WHEE are fully aware that, as a toonpunk, you probably dislike Nanuens on principle. You dislike their blatant centralization of power, you dislike their wholesale exploitation of the working class, you dislike their garish architecture and their dreadful theater. You probably want to rob them blind, and perhaps murder them afterwards for good measure. Don’t do this.

The only people who can afford to live in Nanuen are the kind of people who are so powerful that, if they shot you to death in front of a crowd of people, every single witness would testify in court that they saw you kill yourself. Do not approach Nanuen, do not vandalize Nanuen, do not try to rob Nanuen, do not even think about it if you can help it. They are off-limits for toonpunking.
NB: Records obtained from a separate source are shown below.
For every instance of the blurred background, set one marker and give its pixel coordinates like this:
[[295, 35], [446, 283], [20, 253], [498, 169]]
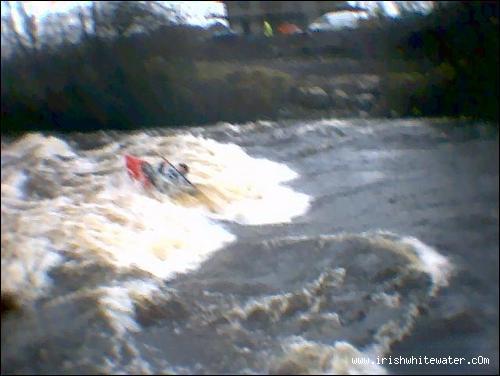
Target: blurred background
[[344, 156]]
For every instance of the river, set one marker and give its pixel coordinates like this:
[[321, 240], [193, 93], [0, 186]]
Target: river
[[310, 244]]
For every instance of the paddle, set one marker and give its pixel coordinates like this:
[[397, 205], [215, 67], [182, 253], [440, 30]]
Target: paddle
[[186, 179]]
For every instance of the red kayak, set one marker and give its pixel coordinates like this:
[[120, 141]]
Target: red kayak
[[135, 169]]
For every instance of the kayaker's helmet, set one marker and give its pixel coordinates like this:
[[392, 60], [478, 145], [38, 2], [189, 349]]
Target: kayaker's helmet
[[183, 168]]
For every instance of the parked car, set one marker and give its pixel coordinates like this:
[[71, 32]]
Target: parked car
[[287, 28], [337, 21]]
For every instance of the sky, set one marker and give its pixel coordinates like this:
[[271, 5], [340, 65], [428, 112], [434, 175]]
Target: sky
[[195, 11]]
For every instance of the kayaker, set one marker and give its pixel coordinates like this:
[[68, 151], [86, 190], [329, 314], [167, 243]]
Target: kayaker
[[168, 170]]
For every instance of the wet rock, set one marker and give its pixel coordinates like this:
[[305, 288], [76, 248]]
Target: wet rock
[[340, 99], [311, 97], [8, 304], [365, 101], [368, 83], [151, 313]]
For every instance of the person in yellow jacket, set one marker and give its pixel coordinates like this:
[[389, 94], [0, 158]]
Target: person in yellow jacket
[[268, 30]]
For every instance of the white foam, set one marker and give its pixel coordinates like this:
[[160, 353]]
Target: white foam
[[118, 303], [431, 262], [318, 358]]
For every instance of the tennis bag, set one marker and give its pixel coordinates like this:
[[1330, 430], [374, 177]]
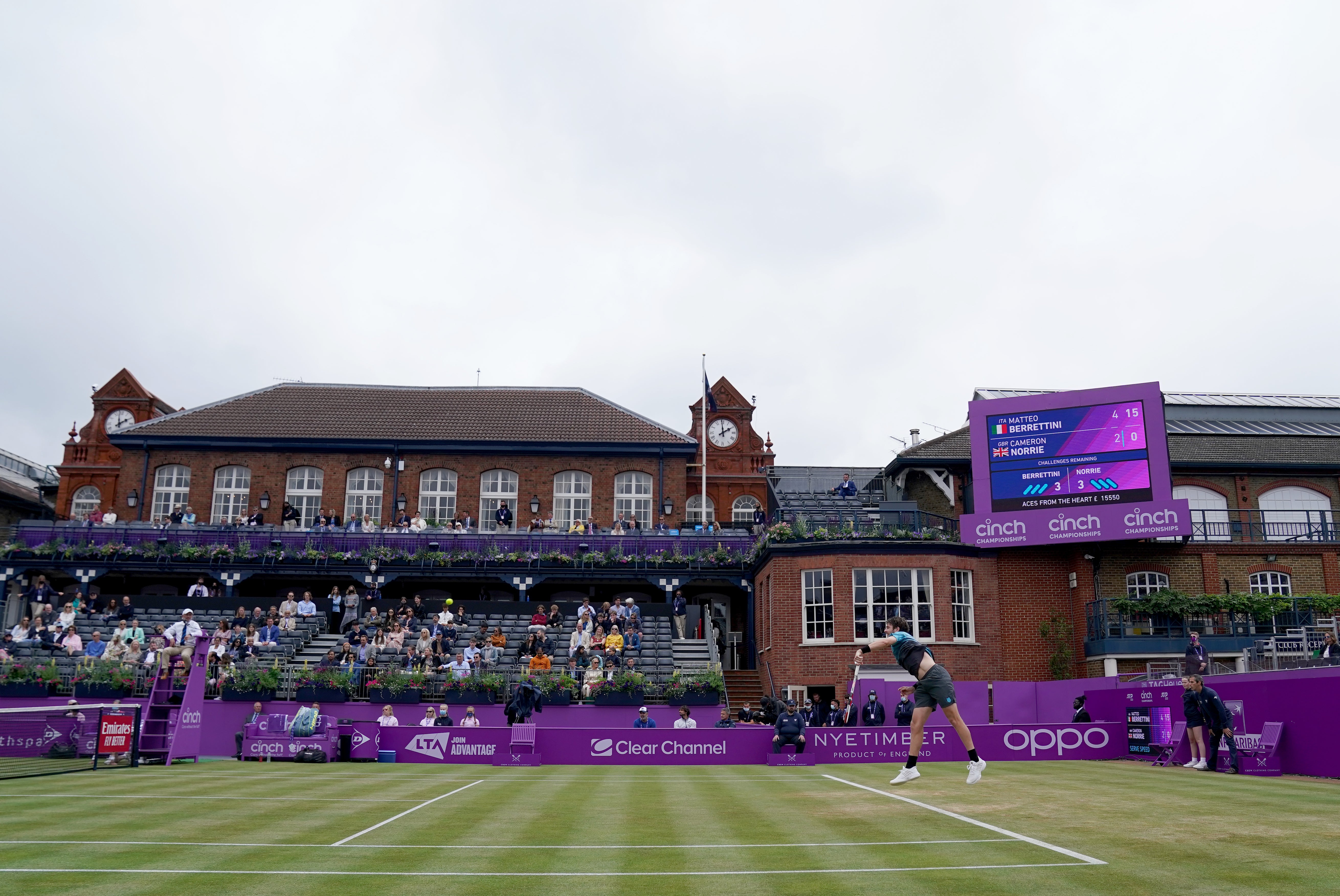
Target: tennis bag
[[310, 755]]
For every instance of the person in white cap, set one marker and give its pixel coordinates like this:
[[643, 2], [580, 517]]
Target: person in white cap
[[182, 638]]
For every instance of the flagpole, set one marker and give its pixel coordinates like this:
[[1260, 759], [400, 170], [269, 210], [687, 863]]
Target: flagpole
[[705, 441]]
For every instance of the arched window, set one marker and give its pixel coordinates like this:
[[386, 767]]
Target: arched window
[[305, 492], [1138, 585], [364, 494], [633, 497], [85, 501], [1209, 513], [743, 509], [571, 497], [693, 509], [437, 496], [1272, 583], [1294, 513], [172, 488], [496, 487], [232, 487]]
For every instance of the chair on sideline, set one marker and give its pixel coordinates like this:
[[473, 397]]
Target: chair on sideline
[[1166, 751]]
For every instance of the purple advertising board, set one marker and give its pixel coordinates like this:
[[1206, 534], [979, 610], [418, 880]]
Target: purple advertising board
[[1063, 468]]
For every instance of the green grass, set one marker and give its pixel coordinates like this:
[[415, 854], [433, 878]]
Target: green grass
[[1158, 830]]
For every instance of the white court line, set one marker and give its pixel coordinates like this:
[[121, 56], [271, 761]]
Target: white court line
[[405, 813], [529, 874], [179, 843], [1087, 860]]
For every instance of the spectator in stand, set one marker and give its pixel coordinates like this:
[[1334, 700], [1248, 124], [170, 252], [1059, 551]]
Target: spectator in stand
[[904, 712], [1197, 662], [39, 592], [269, 634], [791, 729], [459, 667], [252, 717], [874, 712], [96, 647]]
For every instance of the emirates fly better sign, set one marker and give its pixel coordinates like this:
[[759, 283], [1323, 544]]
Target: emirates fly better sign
[[1062, 468]]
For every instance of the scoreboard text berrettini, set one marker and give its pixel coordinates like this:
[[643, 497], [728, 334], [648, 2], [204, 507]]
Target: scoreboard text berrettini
[[1070, 457]]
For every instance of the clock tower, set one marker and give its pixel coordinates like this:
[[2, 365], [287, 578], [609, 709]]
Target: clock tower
[[738, 458], [92, 465]]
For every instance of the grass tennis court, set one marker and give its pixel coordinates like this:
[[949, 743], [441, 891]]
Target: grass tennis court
[[581, 830]]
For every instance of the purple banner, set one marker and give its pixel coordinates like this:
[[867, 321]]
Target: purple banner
[[1081, 467]]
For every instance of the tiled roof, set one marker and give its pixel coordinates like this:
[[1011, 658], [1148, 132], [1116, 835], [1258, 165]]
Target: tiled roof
[[301, 412]]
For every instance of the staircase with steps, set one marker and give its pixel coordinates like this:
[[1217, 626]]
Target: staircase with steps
[[744, 686], [691, 655]]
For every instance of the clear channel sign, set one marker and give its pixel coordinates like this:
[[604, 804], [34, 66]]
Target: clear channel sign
[[1060, 468]]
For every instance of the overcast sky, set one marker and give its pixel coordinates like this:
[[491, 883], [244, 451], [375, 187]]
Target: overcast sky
[[859, 212]]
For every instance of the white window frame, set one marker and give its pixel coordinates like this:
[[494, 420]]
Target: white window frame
[[571, 497], [1145, 583], [302, 496], [869, 586], [961, 604], [494, 489], [437, 495], [1272, 583], [232, 494], [743, 508], [172, 487], [633, 495], [817, 597], [85, 501], [361, 496]]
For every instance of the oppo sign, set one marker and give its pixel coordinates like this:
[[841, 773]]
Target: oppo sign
[[1034, 741]]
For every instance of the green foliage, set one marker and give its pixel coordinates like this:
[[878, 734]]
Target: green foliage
[[1059, 637]]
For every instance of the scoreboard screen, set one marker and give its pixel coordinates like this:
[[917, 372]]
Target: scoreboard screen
[[1070, 457]]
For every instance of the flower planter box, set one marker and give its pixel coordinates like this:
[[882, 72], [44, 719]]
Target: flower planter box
[[468, 697], [102, 692], [247, 697], [701, 698], [25, 689]]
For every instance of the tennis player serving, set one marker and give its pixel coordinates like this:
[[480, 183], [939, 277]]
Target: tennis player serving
[[934, 686]]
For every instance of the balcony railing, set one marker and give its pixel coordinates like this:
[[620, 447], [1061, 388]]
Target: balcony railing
[[1106, 622], [1264, 525]]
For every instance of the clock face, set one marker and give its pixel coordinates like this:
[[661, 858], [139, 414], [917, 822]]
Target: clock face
[[120, 420], [723, 433]]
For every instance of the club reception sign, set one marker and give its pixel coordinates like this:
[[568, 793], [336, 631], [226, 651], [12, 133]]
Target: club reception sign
[[1067, 468]]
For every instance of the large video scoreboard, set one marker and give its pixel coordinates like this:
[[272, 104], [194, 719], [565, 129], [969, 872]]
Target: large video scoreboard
[[1089, 465]]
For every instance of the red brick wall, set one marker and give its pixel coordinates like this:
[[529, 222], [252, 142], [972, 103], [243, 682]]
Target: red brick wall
[[270, 473]]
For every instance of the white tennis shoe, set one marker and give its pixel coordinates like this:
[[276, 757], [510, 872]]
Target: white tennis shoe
[[906, 775]]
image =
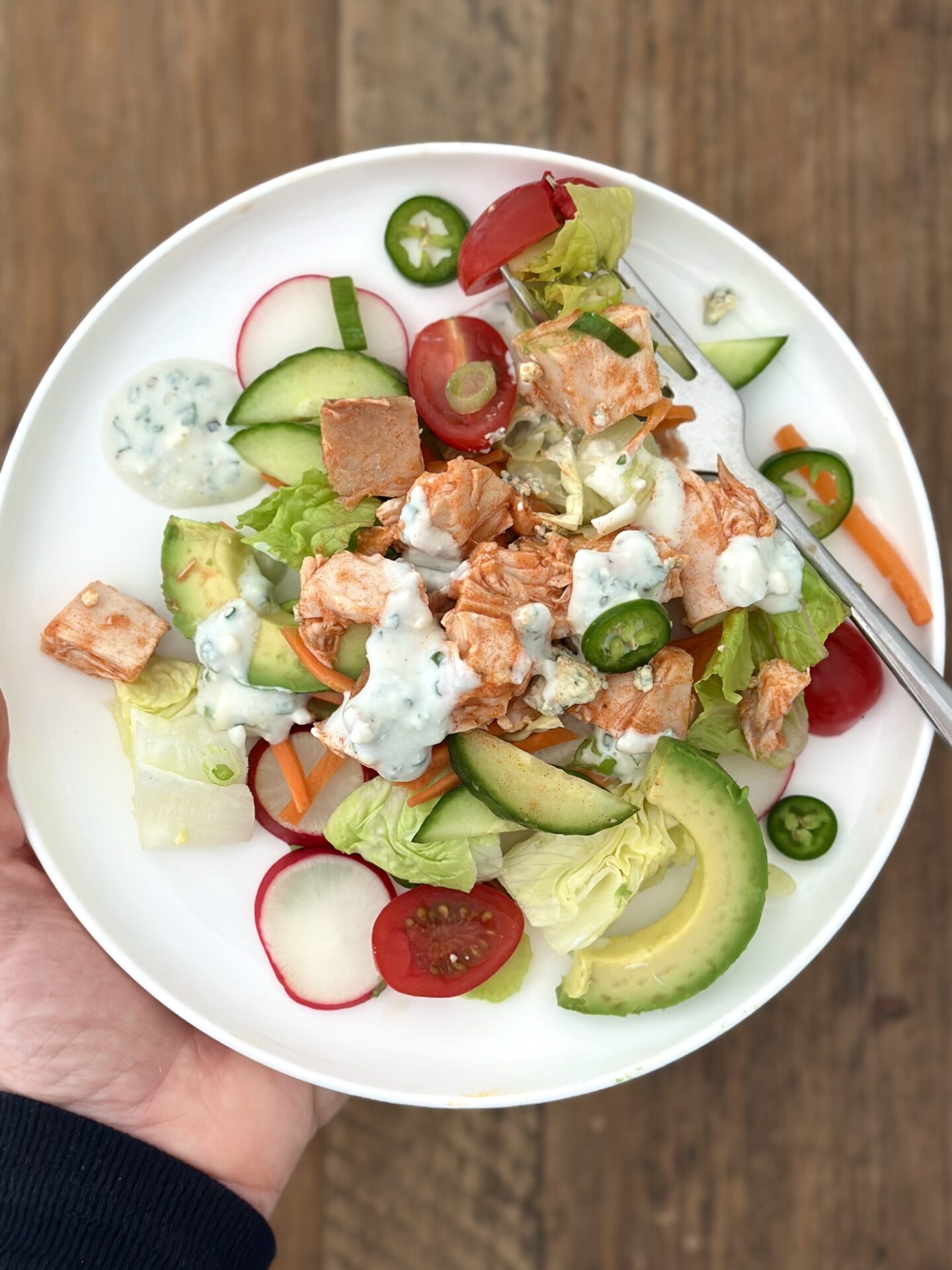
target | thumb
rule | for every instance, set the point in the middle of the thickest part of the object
(12, 835)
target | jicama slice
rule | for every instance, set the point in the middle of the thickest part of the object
(299, 314)
(272, 795)
(315, 912)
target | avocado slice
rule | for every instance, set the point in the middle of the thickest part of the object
(710, 927)
(202, 564)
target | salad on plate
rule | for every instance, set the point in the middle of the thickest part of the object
(488, 658)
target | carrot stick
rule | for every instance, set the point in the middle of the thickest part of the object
(319, 669)
(446, 783)
(543, 740)
(317, 778)
(294, 773)
(870, 538)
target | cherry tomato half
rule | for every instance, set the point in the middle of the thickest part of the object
(433, 941)
(512, 222)
(437, 352)
(846, 685)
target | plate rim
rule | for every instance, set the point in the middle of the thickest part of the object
(936, 653)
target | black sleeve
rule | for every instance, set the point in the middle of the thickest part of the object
(74, 1193)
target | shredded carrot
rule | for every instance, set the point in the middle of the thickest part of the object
(319, 669)
(446, 783)
(543, 740)
(677, 414)
(317, 778)
(870, 538)
(701, 647)
(294, 773)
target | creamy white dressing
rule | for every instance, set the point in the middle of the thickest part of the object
(561, 680)
(225, 643)
(418, 531)
(666, 509)
(631, 570)
(415, 680)
(167, 437)
(254, 587)
(762, 573)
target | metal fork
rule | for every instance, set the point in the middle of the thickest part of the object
(719, 429)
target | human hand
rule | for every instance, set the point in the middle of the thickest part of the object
(78, 1033)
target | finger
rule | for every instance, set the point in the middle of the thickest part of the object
(12, 835)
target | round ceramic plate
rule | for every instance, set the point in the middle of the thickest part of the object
(182, 922)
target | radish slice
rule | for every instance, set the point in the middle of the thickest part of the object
(315, 912)
(766, 785)
(272, 794)
(299, 314)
There is one, and only one, situation where professionally involving yourself with Nanuen does not result in your untimely demise: if you are exceedingly skilled—the kind of person whose name is only known by a select few, and always spoken of in the most furtive whispers—then you may at some point be contacted by a Nanuen who will ask you to perform a service for them. Usually, this will be something horrifyingly dangerous and immoral.

If a Nanuen decides you are qualified to do their dirty work for them, then you should be aware that working with people at that level is akin to signing a contract with the devil. They will pay you the kind of money you can retire off of…but once they’ve got you, you’re never, ever getting off that leash. Once you start working for Nanuens you can expect blackmail, calls from unknown numbers at 3 AM, men in black suits visiting your kids at school…and other, less pleasant things.

Fear the Nanuens—even the fairest of them cut throats to make their fortune.